Bridges – both crossing and building them – are themes that run through Azrieli’s work, which has earned her this recognition from McGill. Also receiving an honorary doctorate will be hockey legend and politician Ken Dryden, who in recent years has become a health advocate for athletes, speaking out on the impact of brain injuries in sports.

The Azrieli Foundation, which Azrieli chairs, has invested more than $200-million under her guidance in a recent series of initiatives aimed at changing the landscape of brain science and medicine, according to McGill.

For Toronto-based Azrieli, the path to becoming a leader in supporting brain research has been circuitous and not altogether planned. A self-proclaimed “science nerd,” she has a background in humanities and social sciences. Her first career was in business, and she enjoyed a second career in teaching, after returning to school to earn a doctor of philosophy degree in history from the University of Oxford. But in 2003, her father, the late David Azrieli, decided he wanted the Azrieli Foundation to expand and to last. To do that, he enlisted the help of his daughter.
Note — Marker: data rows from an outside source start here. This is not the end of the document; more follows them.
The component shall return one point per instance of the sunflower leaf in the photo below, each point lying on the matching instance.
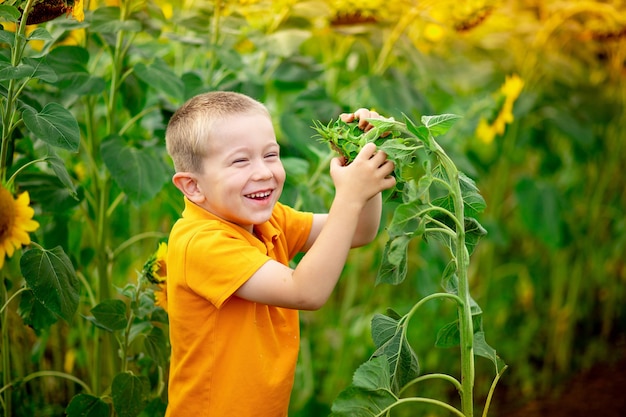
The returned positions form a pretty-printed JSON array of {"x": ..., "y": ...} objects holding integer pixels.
[{"x": 51, "y": 276}]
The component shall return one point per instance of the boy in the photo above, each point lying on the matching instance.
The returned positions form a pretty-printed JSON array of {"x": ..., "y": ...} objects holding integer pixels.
[{"x": 233, "y": 300}]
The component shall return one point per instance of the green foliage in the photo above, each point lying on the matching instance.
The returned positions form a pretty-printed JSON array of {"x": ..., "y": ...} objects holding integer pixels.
[{"x": 439, "y": 204}]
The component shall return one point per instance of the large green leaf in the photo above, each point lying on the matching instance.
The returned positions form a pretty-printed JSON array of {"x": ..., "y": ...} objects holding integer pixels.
[
  {"x": 110, "y": 315},
  {"x": 439, "y": 124},
  {"x": 393, "y": 267},
  {"x": 51, "y": 276},
  {"x": 390, "y": 339},
  {"x": 59, "y": 168},
  {"x": 54, "y": 125},
  {"x": 41, "y": 69},
  {"x": 156, "y": 346},
  {"x": 481, "y": 348},
  {"x": 161, "y": 77},
  {"x": 130, "y": 394},
  {"x": 34, "y": 314},
  {"x": 369, "y": 394},
  {"x": 86, "y": 405},
  {"x": 71, "y": 63},
  {"x": 138, "y": 172}
]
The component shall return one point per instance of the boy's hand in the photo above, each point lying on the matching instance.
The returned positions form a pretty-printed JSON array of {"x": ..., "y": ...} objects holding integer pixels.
[
  {"x": 366, "y": 176},
  {"x": 361, "y": 115}
]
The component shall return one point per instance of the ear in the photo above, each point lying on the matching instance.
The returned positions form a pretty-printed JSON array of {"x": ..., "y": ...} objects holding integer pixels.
[{"x": 188, "y": 185}]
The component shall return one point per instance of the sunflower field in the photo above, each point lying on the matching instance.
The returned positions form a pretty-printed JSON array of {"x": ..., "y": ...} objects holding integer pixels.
[{"x": 538, "y": 90}]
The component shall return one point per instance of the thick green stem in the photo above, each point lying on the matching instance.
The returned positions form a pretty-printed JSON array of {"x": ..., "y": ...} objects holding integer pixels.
[
  {"x": 466, "y": 326},
  {"x": 6, "y": 353}
]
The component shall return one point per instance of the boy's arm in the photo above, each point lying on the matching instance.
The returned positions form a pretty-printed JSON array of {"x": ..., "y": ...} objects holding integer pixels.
[
  {"x": 308, "y": 286},
  {"x": 366, "y": 229},
  {"x": 369, "y": 220}
]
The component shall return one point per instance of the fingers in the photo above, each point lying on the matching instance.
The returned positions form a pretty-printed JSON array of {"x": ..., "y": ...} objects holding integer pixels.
[
  {"x": 378, "y": 158},
  {"x": 361, "y": 115}
]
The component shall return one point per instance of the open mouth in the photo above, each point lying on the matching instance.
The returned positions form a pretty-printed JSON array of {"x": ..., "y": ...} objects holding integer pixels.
[{"x": 259, "y": 196}]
“At first, I wasn’t sure I wanted to get involved, because I loved teaching and I loved my academic career, and also, I think it’s hard for a child to work with their parent,” Naomi Azrieli says. “But it ended up being really great, and I did eventually come on full-time.”
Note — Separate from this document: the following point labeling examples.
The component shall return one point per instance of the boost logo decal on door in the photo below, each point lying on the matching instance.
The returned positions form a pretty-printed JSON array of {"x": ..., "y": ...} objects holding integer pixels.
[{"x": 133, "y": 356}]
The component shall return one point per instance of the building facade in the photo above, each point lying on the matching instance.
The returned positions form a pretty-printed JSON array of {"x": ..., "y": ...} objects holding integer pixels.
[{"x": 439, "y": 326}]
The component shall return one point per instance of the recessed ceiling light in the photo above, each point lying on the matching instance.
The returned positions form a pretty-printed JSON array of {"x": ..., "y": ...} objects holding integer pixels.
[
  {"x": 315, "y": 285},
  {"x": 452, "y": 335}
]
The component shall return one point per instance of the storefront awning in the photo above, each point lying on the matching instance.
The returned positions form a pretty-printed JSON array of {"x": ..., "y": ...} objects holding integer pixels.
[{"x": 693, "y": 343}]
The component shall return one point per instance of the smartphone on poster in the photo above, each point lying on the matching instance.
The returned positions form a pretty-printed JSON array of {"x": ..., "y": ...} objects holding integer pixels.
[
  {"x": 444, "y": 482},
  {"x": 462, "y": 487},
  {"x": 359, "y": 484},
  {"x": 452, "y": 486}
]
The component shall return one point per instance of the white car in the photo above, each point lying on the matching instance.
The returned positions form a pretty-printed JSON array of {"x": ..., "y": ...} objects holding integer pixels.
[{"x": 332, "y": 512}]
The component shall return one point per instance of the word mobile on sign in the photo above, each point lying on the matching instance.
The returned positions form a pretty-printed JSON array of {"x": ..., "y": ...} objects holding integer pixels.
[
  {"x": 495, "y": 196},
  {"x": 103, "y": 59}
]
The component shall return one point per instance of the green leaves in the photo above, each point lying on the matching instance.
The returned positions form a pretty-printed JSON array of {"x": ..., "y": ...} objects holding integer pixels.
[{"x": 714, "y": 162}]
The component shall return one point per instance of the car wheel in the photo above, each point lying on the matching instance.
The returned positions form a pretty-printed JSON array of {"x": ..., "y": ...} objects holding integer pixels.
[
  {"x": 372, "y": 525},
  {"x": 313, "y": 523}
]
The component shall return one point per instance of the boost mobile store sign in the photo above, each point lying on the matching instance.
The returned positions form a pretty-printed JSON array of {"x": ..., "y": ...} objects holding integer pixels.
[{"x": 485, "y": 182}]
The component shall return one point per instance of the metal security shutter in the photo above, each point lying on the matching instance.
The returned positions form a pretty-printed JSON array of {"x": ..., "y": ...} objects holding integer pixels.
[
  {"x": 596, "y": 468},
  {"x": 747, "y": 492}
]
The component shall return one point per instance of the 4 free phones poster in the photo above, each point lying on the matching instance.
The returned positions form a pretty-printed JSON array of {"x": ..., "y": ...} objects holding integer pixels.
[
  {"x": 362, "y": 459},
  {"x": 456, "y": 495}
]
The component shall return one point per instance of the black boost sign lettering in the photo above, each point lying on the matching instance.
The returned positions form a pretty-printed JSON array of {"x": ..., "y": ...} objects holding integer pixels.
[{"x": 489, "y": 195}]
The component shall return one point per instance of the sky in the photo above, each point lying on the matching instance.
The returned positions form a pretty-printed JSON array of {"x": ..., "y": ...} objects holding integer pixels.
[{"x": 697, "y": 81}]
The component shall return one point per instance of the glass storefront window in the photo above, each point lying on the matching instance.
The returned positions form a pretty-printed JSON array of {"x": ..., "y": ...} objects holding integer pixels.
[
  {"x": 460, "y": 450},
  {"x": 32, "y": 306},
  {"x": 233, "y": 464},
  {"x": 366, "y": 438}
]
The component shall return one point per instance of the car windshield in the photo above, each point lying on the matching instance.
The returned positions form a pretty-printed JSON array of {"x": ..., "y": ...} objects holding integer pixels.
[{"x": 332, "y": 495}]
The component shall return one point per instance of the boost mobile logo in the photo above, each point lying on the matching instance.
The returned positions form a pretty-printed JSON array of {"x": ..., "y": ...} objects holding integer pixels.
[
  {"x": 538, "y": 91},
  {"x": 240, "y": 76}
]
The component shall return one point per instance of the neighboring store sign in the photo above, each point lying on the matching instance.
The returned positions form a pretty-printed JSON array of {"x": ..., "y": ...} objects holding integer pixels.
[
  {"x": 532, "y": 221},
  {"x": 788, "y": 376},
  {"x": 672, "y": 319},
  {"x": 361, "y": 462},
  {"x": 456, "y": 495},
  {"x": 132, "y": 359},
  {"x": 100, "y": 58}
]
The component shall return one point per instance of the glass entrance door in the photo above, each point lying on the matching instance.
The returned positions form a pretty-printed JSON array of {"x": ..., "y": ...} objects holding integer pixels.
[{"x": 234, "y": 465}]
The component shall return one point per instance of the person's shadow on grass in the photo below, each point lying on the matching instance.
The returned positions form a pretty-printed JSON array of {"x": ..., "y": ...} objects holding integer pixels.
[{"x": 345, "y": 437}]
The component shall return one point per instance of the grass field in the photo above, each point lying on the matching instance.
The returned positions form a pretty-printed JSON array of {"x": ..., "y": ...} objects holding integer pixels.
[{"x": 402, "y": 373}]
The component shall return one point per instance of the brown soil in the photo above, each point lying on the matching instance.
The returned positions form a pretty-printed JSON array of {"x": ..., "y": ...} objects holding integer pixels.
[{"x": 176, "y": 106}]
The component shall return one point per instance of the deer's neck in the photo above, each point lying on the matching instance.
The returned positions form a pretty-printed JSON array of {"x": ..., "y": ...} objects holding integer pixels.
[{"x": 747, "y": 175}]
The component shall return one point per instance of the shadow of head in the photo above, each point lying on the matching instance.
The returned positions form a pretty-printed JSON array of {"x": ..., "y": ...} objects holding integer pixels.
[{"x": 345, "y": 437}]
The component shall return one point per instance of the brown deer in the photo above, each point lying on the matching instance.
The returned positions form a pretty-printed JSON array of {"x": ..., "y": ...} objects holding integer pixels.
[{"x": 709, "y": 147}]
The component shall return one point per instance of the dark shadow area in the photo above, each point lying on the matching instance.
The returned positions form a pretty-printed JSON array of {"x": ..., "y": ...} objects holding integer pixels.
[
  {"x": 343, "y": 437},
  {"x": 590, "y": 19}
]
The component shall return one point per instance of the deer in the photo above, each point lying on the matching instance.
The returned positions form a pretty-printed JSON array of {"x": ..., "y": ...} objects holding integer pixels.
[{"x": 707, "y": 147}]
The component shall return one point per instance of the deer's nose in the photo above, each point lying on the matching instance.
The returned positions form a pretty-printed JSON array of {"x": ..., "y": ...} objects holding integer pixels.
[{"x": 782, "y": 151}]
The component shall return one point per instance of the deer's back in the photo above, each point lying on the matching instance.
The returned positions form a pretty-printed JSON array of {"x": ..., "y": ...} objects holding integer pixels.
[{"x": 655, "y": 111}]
As the foundation grew, Azrieli says, it also began eyeing areas that required a lot of money to make an impact. The idea of making a difference, coupled with the family’s personal desire to shed light on a particular neurodevelopmental disorder, led them to look into funding scientific research, and brain research in particular. Azrieli explains that her older brother Rafael, 60, and two other family members have Fragile X syndrome, a rare genetic condition often associated with intellectual disability.

“When he was a kid …, nobody really knew what it was. So we said, ‘Okay, if we’re going to try and make a difference, let’s make a difference in something that’s really meaningful to us,'” she says.
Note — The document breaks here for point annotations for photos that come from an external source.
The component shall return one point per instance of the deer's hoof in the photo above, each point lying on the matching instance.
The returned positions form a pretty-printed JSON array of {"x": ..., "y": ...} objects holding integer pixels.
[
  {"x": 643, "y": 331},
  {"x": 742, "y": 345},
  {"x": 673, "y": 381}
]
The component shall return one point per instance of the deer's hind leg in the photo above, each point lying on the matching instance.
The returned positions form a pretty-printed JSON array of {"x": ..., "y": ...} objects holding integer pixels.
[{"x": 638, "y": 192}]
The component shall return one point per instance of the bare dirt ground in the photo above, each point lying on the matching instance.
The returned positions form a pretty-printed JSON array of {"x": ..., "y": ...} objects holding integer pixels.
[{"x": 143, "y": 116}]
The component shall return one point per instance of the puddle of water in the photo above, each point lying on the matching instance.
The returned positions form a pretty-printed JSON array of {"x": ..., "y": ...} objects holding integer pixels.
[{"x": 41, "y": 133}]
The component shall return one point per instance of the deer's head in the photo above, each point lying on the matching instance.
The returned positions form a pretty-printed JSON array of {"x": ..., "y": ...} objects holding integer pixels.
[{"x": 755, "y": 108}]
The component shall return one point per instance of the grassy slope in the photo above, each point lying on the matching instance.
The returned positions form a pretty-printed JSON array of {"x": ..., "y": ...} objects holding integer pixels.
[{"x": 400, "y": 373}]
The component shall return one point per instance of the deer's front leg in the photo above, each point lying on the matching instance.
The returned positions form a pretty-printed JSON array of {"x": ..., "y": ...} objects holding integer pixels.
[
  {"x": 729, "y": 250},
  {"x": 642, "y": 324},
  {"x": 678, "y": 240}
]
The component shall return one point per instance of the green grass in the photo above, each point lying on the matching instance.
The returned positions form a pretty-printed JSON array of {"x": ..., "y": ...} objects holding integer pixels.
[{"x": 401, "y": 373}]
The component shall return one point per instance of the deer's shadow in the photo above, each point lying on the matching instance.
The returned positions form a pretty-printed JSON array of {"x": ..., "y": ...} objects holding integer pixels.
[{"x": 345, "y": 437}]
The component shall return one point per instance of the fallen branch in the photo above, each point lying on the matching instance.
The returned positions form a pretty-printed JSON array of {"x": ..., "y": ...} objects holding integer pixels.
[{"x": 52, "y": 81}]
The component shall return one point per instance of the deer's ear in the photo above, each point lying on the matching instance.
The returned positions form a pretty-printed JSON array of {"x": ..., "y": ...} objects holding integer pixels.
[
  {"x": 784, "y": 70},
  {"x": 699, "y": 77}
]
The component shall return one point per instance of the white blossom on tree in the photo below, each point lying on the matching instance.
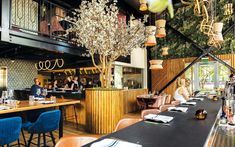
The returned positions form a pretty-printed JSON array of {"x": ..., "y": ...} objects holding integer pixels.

As she discovered, however, research into one brain-related disorder can have a direct impact on others. Yet funding for brain research has traditionally been put into silos, according to individual disorders. And despite the widespread impact of brain disorders, research in this area, she found, is woefully underfunded.

“I felt like a revolution needed to happen in the way people think about the brain and think about funding for the brain,” she says, explaining she recognized the need to bridge various areas of brain science.

At the Brain Canada Foundation, which Azrieli also chairs, president and chief executive Inez Jabalpurwala describes her leadership as “paradigm-changing.” For example, Jabalpurwala says, Azrieli has steered the organization to launch a program dedicated to funding early-career researchers, who are at a critical juncture of pursuing their work, and her understanding of what matters to donors has helped the organization increase and broaden its donor base.

Azrieli says big breakthroughs will require financial supporters to take big risks. Yet governments, which are sensitive to time-limited budgets and mandates, can be hesitant to fund brain research, especially when outcomes can be distant and difficult to predict. So this is where philanthropy can play a special role in funding science, she says: “We’re in it for the long haul."

“Governments fear failure, and people do too. But I think failure is okay,” she says. "Something will be learned along the way.”